Honours, awards and grants

Awards

  • Shaffer Grant Award, Glaucoma Research Foundation, 2008
  • ARVO/Alcon Clinician Scientist Research Award, Association for Vision Research and Ophthalmology, 2008
  • Senior author, Best poster presentation annual RANZCO Scientific Meeting, 2006 & 2005
  • Pharmacia Award, Best presentation at FRANZCO Annual Scientific meeting, 2001
  • McBride-White Medal, Best presentation, Melbourne Ophthalmic Alumni meeting, Royal Victorian Eye and Ear Hospital, 2000 & 1999
  • Ian Potter Travel Grant, Ian Potter Foundation, 1999
  • Glaucoma Research Foundation ARVO Travel Fellowship Grant, The Association for Research in Vision and Ophthalmology (ARVO), 1997
  • Atkinson Scholarship, Pembroke College, Oxford, 1993
  • Junior Research Fellowship, Wolfson College, Oxford, 1993
  • Nuffield Dominions Medical Fellowship, University of Oxford, 1991
  • Reginal Walker Scholarship for Medical Research, University of Adelaide, 1991

Prizes

  • Faulding/Royal Australian College of General Practitioner Student Prize for Community Medicine, 1990
  • Lister Medal for the student most distinguished in Clinical Surgery, University of Adelaide, 1989
  • Archibald Watson Prize, Candidate who shows the greatest merit in the Distinction Viva in Surgery, University of Adelaide, 1989
  • William Gardner Scholarship for Surgery, University of Adelaide, 1989
  • Frank S Hone Memorial Prize, first place in the subject of Medicine, University of Adelaide, 1989
  • Everard Scholarship, first place in the final examinations, University of Adelaide, 1989
  • Ciba-Geigy Prize for the student who obtains the best results in the sixth year examination, University of Adelaide, 1989
  • Ian Furler Prize for Obstetrics and Gynaecology, University of Adelaide, 1988
  • Keith Sheridan Prize for the best overall performance in the 5th year examinations, University of Adelaide, 1988
  • The J B Cleland Prize for Pathology, University of Adelaide, 1987
  • Undergraduates Prize  Royal Australian College of Ophthalmologists, 1987
  • The Junior Roche Products Prize for Pharmacology, University of Adelaide, 1987


Fellowship

  • Fellow Royal Australian and New Zealand College of Ophthalmologists (FRANZCO), 2002
Research interests

Research interests include the genetic susceptibility to all forms of glaucoma, and other eye diseases. Professor Craig has made important discoveries on the genetic basis of glaucoma using a pioneering International Registry of cases of vision loss. This approach led to genome-wide association studies identifying multiple genes associated with glaucoma susceptibility. These discoveries are now moving into the clinic as risk profiling for individuals becomes a reality.

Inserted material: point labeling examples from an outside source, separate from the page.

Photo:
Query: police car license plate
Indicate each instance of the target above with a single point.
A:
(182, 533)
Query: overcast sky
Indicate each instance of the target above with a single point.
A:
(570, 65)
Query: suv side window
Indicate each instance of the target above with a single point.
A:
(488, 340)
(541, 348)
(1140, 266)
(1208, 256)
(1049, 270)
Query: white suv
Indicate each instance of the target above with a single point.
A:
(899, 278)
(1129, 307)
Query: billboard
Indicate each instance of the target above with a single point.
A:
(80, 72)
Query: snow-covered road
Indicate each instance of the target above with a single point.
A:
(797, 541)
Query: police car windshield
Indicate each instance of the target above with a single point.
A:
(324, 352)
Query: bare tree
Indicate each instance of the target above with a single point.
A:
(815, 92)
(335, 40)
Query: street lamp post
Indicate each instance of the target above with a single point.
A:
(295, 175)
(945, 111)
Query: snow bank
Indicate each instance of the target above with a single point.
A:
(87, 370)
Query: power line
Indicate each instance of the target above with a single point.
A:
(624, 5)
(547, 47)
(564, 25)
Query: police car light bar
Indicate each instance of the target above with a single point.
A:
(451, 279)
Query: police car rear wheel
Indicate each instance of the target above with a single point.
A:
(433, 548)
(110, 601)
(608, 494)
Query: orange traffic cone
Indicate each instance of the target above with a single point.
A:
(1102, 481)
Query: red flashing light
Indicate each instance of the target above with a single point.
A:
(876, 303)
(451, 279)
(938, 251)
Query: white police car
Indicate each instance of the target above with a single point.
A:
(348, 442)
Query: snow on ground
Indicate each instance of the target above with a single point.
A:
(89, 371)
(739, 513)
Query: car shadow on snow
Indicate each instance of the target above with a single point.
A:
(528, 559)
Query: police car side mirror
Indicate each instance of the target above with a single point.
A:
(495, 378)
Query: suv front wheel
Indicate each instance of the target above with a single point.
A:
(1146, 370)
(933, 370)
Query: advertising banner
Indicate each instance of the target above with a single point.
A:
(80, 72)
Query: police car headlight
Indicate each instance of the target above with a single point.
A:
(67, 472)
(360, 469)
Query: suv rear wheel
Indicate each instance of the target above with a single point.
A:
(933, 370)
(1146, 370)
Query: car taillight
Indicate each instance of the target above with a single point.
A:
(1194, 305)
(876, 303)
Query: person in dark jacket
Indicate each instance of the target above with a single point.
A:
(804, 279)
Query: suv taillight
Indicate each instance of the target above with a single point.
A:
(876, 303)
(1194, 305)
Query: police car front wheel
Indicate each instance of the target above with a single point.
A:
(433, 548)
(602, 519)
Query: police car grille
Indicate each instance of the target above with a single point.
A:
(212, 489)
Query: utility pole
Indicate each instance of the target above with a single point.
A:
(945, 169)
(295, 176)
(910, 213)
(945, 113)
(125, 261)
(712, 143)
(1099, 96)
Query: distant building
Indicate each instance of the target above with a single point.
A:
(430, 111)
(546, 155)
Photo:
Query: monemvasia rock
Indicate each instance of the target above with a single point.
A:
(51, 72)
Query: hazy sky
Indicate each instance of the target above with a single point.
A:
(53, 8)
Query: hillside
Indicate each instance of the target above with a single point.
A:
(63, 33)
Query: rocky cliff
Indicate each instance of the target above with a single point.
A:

Other research areas of interest include congenital and adult onset cataract, and the successful establishment of animal models for cataract and corneal dystrophies. Pioneering work has been performed for the disease Pseudoexoliation syndrome (PEX), in which Professor Craig’s team have used state of the art proteomic and imaging strategies to identify novel protein constituents. For PEX and cataract the team has established models exploring gene:environment interactions. Current research directions are exploring the translation of genetic risk profiles for glaucoma and diabetic retinopathy into clinical practice.